Under veridication, and that’s something Hugo Ingermann would never dare do.”

  “Claudette!” He was shocked. “You wouldn’t do that? Not on telecast?”

  “On telecast. You can’t ignore this sort of thing. If you do, you just admit it by default. There’s only one answer to slander, and that’s to prove the truth.”

  “AND WHO’S PAYING for all this?” Ingermann demanded out of the screen. “The Government? When Space Commodore Napier presented us with this Government, and this Governor, at pistol point, there was exactly half a million sols to the account of the Colony in the Bank of Mallorysport. Since then, Governor Rainsford has borrowed approximately half a billion sols from the Banking Cartel. And how is Ben Rainsford going to repay them? By taking it out of you and me and all of us, as soon as he can get a Colonial Legislature to rubber-stamp his demands for him. And now, do you know what he is spending millions of your money on? On a project to increase the Fuzzy birthrate, so that you’ll have more and more Fuzzies for his friends to make pets of and for you to pay the bills for…”
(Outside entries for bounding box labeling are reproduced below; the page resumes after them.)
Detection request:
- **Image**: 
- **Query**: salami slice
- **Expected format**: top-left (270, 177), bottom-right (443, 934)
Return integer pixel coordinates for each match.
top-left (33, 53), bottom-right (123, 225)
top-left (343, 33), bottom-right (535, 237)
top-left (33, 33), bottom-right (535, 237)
  “He is a God damned unmitigated liar!” Victor Grego said. “Except for a little work Ruth Ortheris and her husband and Pancho Ybarra and Lynne Andrews are doing out at Holloway’s, the Company’s paying for all that infant mortality research, and I’ll have to justify it to the stockholders.”

  “How about some publicity on that?” Coombes asked.

  “You’re the political expert; what do you think?”

  “I think it would help. I think it would help us, and I think it would help Rainsford. Let’s not do it ourselves, though. Suppose I talk to Gus Brannhard, and have him advise Jack Holloway to leak it to the press?”

  “Press is going to be after Mrs. Pendarvis for a statement. She knows what the facts are. Let her tell it.”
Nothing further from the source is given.